READINGS
PLUTONIUM IN SPENT FUEL

Regardless of the mix of isotopes in plutonium, there exist the potential for using it to make nuclear weapons. Analyses have been made of the relative risk of proliferation for a wide variety of scenarios of which two are most important: With reprocessing, the separated plutonium must be successfully safeguarded and not diverted, even by government action.

The alternative scenario involves keeping the plutonium in the spent fuel and disposing of it directly as nuclear waste - a once-through fuel cycle. Most of the spent fuel consists of inert uranium oxide. Less than 1% is fissionable U-235 and the plutonium oxide content is also about 1%. All of the intensely radioactive fission products also remain in the spent fuel. For this reason, commercial reprocessing must be done remotely, using massive radiation shielding and sophisticated automated handling equipment. The radioactive waste itself serves as an effective barrier.

Since there is so much spent fuel in existence, analysts planning the disposition of excess weapons plutonium say that plutonium as inaccessibleas in spent fuel meets a "spent fuel standard" and requires no more immediate changes to reduce proliferation risk.

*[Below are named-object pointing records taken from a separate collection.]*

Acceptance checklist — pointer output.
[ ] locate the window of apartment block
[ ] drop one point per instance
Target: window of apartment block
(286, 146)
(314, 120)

The long-term risk with direct disposal of spent fuel develops as radioactivity of fission products decays. The dangers to persons from retrieving spent fuel and chemically separating the plutonium can be assessed as a function of time. Decades from now the radioactivity would be low enough to permit mining and reprocessing to separate the plutonium. Also, the plutonium itself becomes less rich in the shorter half-life heavier isotopes, making it a somewhat more attractive weapons material.

Sir Walter Marshall, when he headed Britain's nuclear power program, called a spent fuel repository a "plutonium mine." However, in either scenario--burning plutonium as MOX fuel or direct disposal--the proliferation risks are low. Neither scenario has an obvious nonproliferation advantage over the other.